A special meeting of Summit Hill Borough Council will be held at 7 p.m. today, and the only issue on the agenda will be sanitary sewage and storm water issues.

It's an important meeting because it could potentially mean a lot of expense for the borough's residents somewhere down the road, or major regulatory changes in the near future, or both.

In the past several months, residents have been complaining about sewage and storm water coming into their basements, especially after heavy rain.

The complaints were especially prevalent during a council meeting last Monday when about a dozen people attended, one of those residents saying that as much as 2 1/2 to three feet of liquid came into his basement.

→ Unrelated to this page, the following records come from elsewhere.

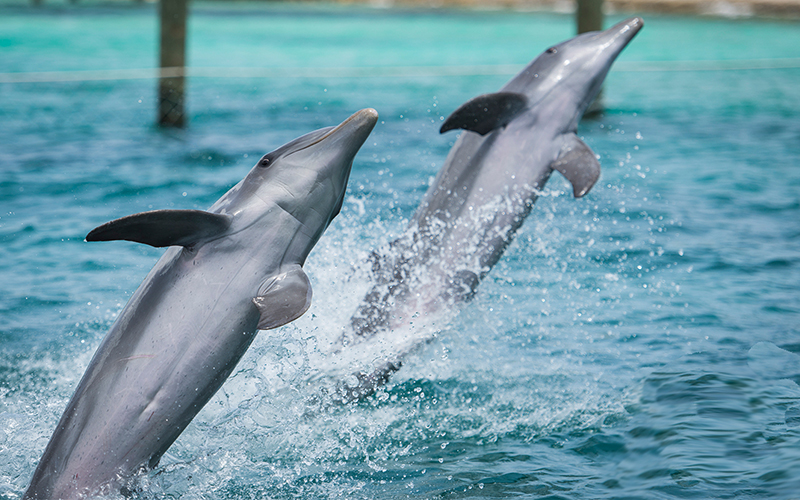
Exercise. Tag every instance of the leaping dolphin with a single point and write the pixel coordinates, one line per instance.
(513, 140)
(229, 271)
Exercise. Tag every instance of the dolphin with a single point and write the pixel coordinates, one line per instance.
(512, 142)
(228, 272)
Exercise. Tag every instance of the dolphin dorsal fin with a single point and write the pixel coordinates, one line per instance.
(163, 228)
(283, 298)
(578, 164)
(486, 112)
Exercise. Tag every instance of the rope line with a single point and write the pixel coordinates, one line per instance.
(377, 71)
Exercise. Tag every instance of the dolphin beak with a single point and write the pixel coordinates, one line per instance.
(622, 33)
(348, 137)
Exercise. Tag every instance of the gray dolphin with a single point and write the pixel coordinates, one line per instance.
(229, 271)
(513, 140)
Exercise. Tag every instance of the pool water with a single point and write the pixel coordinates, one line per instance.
(641, 342)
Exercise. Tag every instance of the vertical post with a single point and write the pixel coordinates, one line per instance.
(589, 17)
(172, 55)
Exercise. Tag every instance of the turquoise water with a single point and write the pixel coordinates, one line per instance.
(642, 342)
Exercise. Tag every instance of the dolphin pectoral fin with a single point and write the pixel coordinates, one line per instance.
(283, 298)
(486, 112)
(578, 164)
(163, 228)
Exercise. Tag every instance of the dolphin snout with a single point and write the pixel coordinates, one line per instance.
(350, 135)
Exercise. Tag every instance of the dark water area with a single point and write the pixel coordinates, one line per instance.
(641, 342)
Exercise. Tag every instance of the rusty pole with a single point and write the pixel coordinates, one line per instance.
(589, 17)
(171, 87)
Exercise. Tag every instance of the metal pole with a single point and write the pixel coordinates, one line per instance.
(172, 55)
(589, 17)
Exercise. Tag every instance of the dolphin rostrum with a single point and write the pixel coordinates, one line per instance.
(513, 140)
(229, 271)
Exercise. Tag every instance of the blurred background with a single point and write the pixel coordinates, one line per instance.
(641, 342)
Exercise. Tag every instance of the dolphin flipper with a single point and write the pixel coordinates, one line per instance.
(163, 228)
(578, 164)
(486, 112)
(283, 298)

Some residents feel that the problem might be evolving from a new sewer line installed on Pine Street (Route 902) last summer. Borough engineer Ronald Tirpak will be at the meeting and is expected to have some answers regarding this theory.

There are residents who feel that because the sewerage system is a century old, that problems are now developing. Borough Council President Joseph Weber said major improvements to the sanitary sewerage system could quadruple sewage rates.

Many people feel a major problem is that storm water runoff is flowing into the sewerage system through basements and possibly direct exterior drain hookups. Corrective measures would mean the installation of sump pumps by residents and the sealing off of the basement and exterior connections.

It might be a combination of the above that have caused frustration to those who have had the basement water.

Whatever the problems, they must be addressed. This, in itself, is a big task considering the borough already is at its maximum borrowing limits and the poor economy will be burdensome for homeowners faced with costly corrective mandates.

The meeting will not be just for the council to discuss the problems, but for residents to join in the discussion and present potential solutions as well as to direct the council to the specific parts of the town where the problems exist.

The only way the council and its engineer can totally assess the problem is to hear the complete details about them. Without residents attending the meeting and speaking up, the solutions will remain evasive.